Kasyanov's hint that he might seek the presidency in 2008, when Putin is constitutionally bound to step down, has prompted comparisons with Viktor Yushchenko and Ukraine's "orange revolution." Ukraine's popular protest movement, itself inspired by street activism in Serbia and Georgia, has found willing emulators among student groups in St. Petersburg and Moscow. They have formed an organization called Walking Without Putin, dedicated to democratic renewal.

But command of the streets will be harder to achieve than in Kiev or Tbilisi. For a start, the activists are opposed by two pro-Putin youth groups, known as Walking Together and Our Own. Russian newspapers have linked Our Own to Vladislav Surkov, a Putin confidant, influential Kremlin ideologist and boss of a state oil monopoly. Surkov is held responsible for the success of the pro-Putin United Russia Party that dominates Parliament, and for developing a system of "managed democracy" that has effectively neutralized the divided left-liberal opposition parties as well as the Communists and right-wing nationalists.
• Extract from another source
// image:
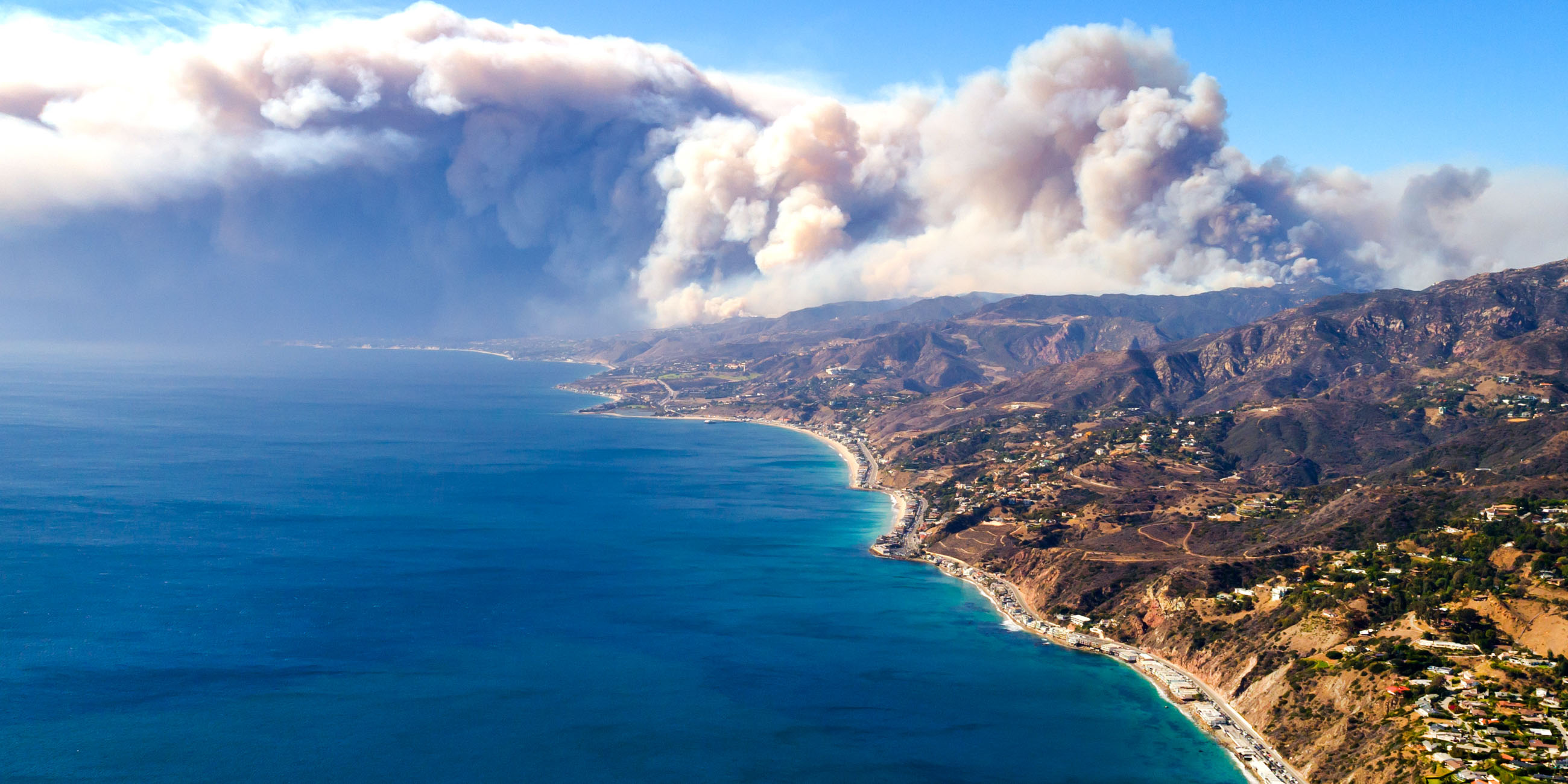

For these reasons, and despite Putin's falling poll ratings and recent demonstrations over cuts in social security programs, there is no sign yet of a Ukraine-style mass opposition movement.

Russia expert Anatol Lieven of the Carnegie Endowment has argued that while a "Putin meltdown is not out of the question," part of him is still genuinely committed to reform. Russia could fare much worse under another leader.

Other analysts view Putin's attempts to centralize power around himself as a throwback to Soviet and czarist times that is doomed to fail. This is particularly true of Russia's regions, where federal and party control structures have eroded, according to Fiona Hill of the Brookings Institution.

Opponents worry that Putin and the siloviki -- the Kremlin's inner clan of powerbrokers and security service chiefs -- may try to change the constitutional or electoral systems to retain power after parliamentary polls in 2007 and the presidential vote in 2008. "People don't believe these elections will be fair," one politician said.

Kasyanov has no illusions about the difficulties and dangers of challenging the president, a source said. He has already been branded a Western stooge in the pay of the United States. But Putin's position is not unassailable.

"Putin plays on nationalism, on patriotism and what we call empire feelings -- nostalgia for the Russia of the past," the source said. "On the economy, he is not renationalizing, he is redistributing -- but not to the people. He is creating his own oligarchs. The speed of negative developments is very high. This trend must be stopped before it becomes irreparable.

"That is why Kasyanov decided to call for democratic forces to unite. And that is why it is important that the West keeps reminding Russia of the need for democratic values."